Au début de l’année, une première étude sur l’impact du vapotage secondaire sur les symptômes d’asthme a été publiée par les Instituts nationaux de la santé (NHI) des États-Unis. L’augmentation du risque de crise d’asthme était plus élevée avec le vapotage secondaire qu’avec la fumée secondaire, 1,3 fois contre 1,2 fois. Toutefois, les jeunes qui vapotaient eux-mêmes n’étaient pas plus susceptibles d’avoir une crise d’asthme, alors que ceux qui fumaient avaient 1,9 fois plus de risque. Publiée dans la revue Chest, l’étude portait sur 12 000 adolescents asthmatiques de Floride, dont 12 % vapotaient, 4 % fumaient, 45 % étaient exposés à la fumée secondaire et 33 % au vapotage secondaire. Un jeune sur cinq avait une crise d’asthme par année.

Au Québec aussi

Même s’il n’y a pas de données spécifiquement québécoises sur le vapotage secondaire, la tendance est probablement similaire, estime Flory Doucas, de la Coalition québécoise pour le contrôle du tabac. « C’est un corollaire de la popularité du vapotage, estime Mme Doucas. Pendant longtemps, on avait tendance à penser que le vapotage est vraiment sans risque pour les gens, mais maintenant, on se pose des questions sur le vapotage secondaire.
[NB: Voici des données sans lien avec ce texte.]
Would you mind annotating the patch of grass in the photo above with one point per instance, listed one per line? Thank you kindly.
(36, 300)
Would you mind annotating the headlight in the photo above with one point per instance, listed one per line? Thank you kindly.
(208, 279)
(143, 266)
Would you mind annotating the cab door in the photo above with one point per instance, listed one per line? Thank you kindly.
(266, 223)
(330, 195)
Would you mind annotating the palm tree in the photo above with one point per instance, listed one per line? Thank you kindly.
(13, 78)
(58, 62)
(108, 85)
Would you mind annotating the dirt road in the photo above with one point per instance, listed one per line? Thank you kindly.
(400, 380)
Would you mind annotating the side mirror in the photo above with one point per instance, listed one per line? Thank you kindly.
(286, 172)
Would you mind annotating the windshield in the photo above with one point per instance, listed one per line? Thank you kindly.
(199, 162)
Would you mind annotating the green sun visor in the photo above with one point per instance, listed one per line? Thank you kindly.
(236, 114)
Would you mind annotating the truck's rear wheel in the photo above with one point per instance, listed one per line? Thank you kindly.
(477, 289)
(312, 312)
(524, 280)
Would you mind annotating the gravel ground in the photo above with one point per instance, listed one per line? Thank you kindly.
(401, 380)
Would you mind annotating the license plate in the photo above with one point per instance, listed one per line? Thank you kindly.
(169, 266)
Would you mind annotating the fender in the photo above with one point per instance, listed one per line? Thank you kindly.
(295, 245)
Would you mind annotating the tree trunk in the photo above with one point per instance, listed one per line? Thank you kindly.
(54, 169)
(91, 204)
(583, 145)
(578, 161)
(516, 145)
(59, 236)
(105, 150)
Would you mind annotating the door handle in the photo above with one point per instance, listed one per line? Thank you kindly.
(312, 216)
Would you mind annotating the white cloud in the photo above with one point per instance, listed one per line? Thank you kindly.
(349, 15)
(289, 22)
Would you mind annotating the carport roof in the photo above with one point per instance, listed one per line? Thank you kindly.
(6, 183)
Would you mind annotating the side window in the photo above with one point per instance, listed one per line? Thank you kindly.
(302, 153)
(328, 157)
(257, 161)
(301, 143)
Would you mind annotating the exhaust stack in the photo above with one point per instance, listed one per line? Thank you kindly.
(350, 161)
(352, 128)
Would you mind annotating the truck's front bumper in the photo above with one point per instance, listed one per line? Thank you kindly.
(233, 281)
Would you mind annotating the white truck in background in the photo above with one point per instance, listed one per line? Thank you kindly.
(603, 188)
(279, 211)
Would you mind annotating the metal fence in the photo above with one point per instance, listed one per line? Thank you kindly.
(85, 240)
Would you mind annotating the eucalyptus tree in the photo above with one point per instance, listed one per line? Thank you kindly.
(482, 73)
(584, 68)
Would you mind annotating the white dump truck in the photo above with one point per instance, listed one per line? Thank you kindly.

C’est pour ça qu’il est important d’interdire le vapotage dans les lieux publics, comme nous l’avons fait au Québec. Aux États-Unis, l’industrie fait plus de pressions pour limiter ce genre de lois, alors il y a beaucoup de parcs et même de terrasses où c’est permis. Pour la fumée secondaire, par exemple, l’exposition est deux fois moins importante ici qu’aux États-Unis. »

Lien avec la marijuana

Début août, une étude montréalaise a conclu que les adolescents adeptes du vapotage étaient aussi plus susceptibles d’essayer le cannabis. Les jeunes ayant déjà vapoté étaient 3,5 fois plus susceptibles d’avoir consommé de la marijuana, et cette association était encore plus forte chez les 12-17 ans que chez les 18-24 ans, 4,3 fois contre 2,3 fois. Sans pouvoir certifier que l’un mène à l’autre, l’étude de JAMA Pediatrics invitait la santé publique à s’intéresser aux vapoteurs dans ses campagnes de prévention de la consommation précoce de cannabis. Menée à Boston par un chercheur qui travaille maintenant à Sainte-Justine, la méta-analyse regroupait 21 études totalisant 128 000 jeunes.

En chiffres

37 % des adolescents (16-19 ans) canadiens ont déjà essayé le vapotage.

9,3 % des adolescents canadiens vapotent au moins chaque mois.

3,6 % des adolescents canadiens vapotent plus d’un jour sur deux.

37 % des adolescents canadiens ont déjà essayé la cigarette.

15,5 % des adolescents canadiens fument au moins chaque mois.

7,4 % des adolescents canadiens fument plus d’un jour sur deux.